A fuga foi noturna/Êx 12.37-13.22 
Como Deus havia previsto (Gn 15.13-14), após quatro séculos numa terra estranha Israel estava livre. Pode-se questionar o tempo exato que o povo ficou no Egito (Gn 15.16 diz "quarta geração"), mas o grande fato indiscutível é que Deus libertou o seu povo. Começa a viagem em direção à fronteira.
Antes disso, porém, foram dadas instruções adicionais sobre a celebração da Páscoa: quem poderia participar e onde deveria ser comemorada. Esses acontecimentos deveriam ser comemorados de duas maneiras:
•Durante um período de sete dias após a Páscoa as pessoas deveriam comer pães sem fermento, em lembrança da forma apressada como saíram do Egito.
•Como a liberdade de Israel havia sido comprada com a morte dos primogênitos dos egípcios, os primogênitos da nação pertenceriam de forma especial a Deus e deveriam ser "resgatados".
600.000 homens (12.37) Nm 11.21 dá o mesmo número. Contando mulheres e crianças, o total seria de 2 a 3 milhões de pessoas - um número bastante alto. É possível que se usasse um número alto simplesmente para indicar "muitos", sem  que tivesse feito um censo exato. Em capítulos subsequentes fica claro que isso era gente demais para uma sobrevivência no deserto. Assim, Deus concedeu o maná. Às vezes também faltava água, embora o povo tivesse aprendido a sobreviver com pouca água e seus acampamentos tenham se espalhado para que que se pudesse usar várias fontes de água a cada parada da viagem.

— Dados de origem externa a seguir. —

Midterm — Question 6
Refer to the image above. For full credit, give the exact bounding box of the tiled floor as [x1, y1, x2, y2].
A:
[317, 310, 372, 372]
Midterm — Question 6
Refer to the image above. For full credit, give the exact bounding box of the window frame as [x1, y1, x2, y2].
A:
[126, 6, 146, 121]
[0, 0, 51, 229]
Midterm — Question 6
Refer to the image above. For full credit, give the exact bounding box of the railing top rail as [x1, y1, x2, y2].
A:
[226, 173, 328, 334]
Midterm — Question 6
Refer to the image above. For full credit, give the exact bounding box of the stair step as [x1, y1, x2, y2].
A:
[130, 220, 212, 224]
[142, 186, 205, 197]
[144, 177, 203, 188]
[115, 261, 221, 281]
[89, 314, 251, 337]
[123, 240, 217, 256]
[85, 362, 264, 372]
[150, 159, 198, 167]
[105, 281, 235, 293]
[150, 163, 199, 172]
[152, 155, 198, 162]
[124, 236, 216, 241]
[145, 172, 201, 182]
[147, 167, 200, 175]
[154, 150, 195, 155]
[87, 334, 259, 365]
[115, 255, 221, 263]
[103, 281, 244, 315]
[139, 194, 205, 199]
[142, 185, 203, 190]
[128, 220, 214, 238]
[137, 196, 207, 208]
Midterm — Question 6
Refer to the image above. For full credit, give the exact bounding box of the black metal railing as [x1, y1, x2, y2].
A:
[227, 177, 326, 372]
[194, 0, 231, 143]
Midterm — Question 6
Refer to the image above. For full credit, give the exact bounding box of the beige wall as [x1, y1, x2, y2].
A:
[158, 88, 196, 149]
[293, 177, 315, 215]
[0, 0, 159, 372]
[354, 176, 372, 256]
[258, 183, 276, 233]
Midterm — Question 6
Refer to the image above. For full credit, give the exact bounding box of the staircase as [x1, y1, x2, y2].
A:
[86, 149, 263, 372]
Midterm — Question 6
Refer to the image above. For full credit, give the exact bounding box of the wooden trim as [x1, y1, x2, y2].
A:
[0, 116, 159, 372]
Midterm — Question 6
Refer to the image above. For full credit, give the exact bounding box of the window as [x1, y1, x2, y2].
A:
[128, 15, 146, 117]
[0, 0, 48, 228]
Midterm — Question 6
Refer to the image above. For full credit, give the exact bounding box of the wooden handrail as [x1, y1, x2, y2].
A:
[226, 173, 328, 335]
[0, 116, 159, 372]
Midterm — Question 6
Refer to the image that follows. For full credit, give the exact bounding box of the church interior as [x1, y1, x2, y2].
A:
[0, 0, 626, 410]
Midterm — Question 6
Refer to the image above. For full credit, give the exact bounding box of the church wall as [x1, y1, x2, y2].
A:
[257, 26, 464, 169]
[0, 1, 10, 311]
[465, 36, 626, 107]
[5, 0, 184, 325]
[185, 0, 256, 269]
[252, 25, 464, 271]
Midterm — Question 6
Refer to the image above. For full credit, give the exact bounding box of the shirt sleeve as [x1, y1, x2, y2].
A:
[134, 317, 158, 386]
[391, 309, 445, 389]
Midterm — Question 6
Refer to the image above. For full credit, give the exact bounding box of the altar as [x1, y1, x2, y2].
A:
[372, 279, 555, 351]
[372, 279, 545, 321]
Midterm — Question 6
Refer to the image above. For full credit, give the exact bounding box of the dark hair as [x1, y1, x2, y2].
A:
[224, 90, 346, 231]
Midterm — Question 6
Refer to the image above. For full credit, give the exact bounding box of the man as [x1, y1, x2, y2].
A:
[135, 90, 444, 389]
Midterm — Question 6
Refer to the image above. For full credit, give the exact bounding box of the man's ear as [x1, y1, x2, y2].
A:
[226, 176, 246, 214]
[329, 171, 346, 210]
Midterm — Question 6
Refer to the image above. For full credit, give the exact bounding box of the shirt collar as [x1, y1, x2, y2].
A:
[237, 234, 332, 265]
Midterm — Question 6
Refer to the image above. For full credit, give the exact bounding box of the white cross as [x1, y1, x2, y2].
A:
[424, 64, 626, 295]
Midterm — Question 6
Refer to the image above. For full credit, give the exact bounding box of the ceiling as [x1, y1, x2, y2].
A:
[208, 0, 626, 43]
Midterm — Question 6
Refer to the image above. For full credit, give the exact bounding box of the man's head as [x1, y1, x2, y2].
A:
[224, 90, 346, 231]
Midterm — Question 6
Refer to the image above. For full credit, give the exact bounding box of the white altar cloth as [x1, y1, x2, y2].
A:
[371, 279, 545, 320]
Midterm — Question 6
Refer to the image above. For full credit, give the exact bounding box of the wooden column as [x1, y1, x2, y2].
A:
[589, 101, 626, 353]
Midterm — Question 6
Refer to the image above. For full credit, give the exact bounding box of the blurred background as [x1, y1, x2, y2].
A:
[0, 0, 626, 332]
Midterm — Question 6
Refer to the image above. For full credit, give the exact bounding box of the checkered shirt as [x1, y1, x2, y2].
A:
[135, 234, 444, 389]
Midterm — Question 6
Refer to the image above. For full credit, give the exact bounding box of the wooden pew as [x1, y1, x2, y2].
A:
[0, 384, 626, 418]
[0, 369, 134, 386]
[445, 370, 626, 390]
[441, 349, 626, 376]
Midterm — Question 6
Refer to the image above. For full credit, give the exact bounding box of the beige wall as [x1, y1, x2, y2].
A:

A partir de Gn 22, onde Deus forneceu um carneiro para ser sacrificado em lugar de Isaque, fica claro que Deus jamais exigiu o sacrifício de um filho, apesar da tradição que havia em Canaã. E em Nm 3.11-13 Deus escolheu os levitas para representar todos os primogênitos de Israel: "são meus".
O "deserto" era uma região de estepes na qual os animais podiam pastar. O "mar Vermelho", numa tradução mais exata, é "mar de Juncos". O povo estava indo para o leste, afastando-se do delta do Nilo.
Perseguição e desastre 
Presos entre o mar e as montanhas, com água pela frente e o exército do faraó vindo ao encalço deles, os israelitas enfrentaram seu primeiro grande teste de fé. E entraram em pânico, clamando a Deus e acusando Moisés de traição. Mas Deus fez as águas retrocederem para que pudessem atravessar sãos e salvos, fazendo as paredes de águas desabar sobre as tropas de Faraó. E assim Israel entendeu que eram verdadeiras as palavras de Moisés: "Vocês não terão de fazer nada: o Senhor lutará por vocês" (14.14).
Não há menção do afogamento de Faraó, e nem todos os carros de guerra se perderam. A vitória foi ganha às custas de Faraó, e o destacamento que perseguiu os escravos foragidos foi destruído - um golpe duro o bastante.
O cântico de vitória Êx 15.1-21 
Se houve uma vitória que merecia ser contada às gerações futuras, esta certamente era ela. Primeiro Moisés conduziu o povo num grande hino de triunfo: Deus salvou Israel; destruiu seu inimigo. Depois Miriã e todas as mulheres cantaram o refrão e dançaram de alegria. A canção é um belo exemplo de poesia semítica antiga.

   
Quando os israelitas deixaram o Egito, seus "despojos" incluíam jóias de prata e ouro.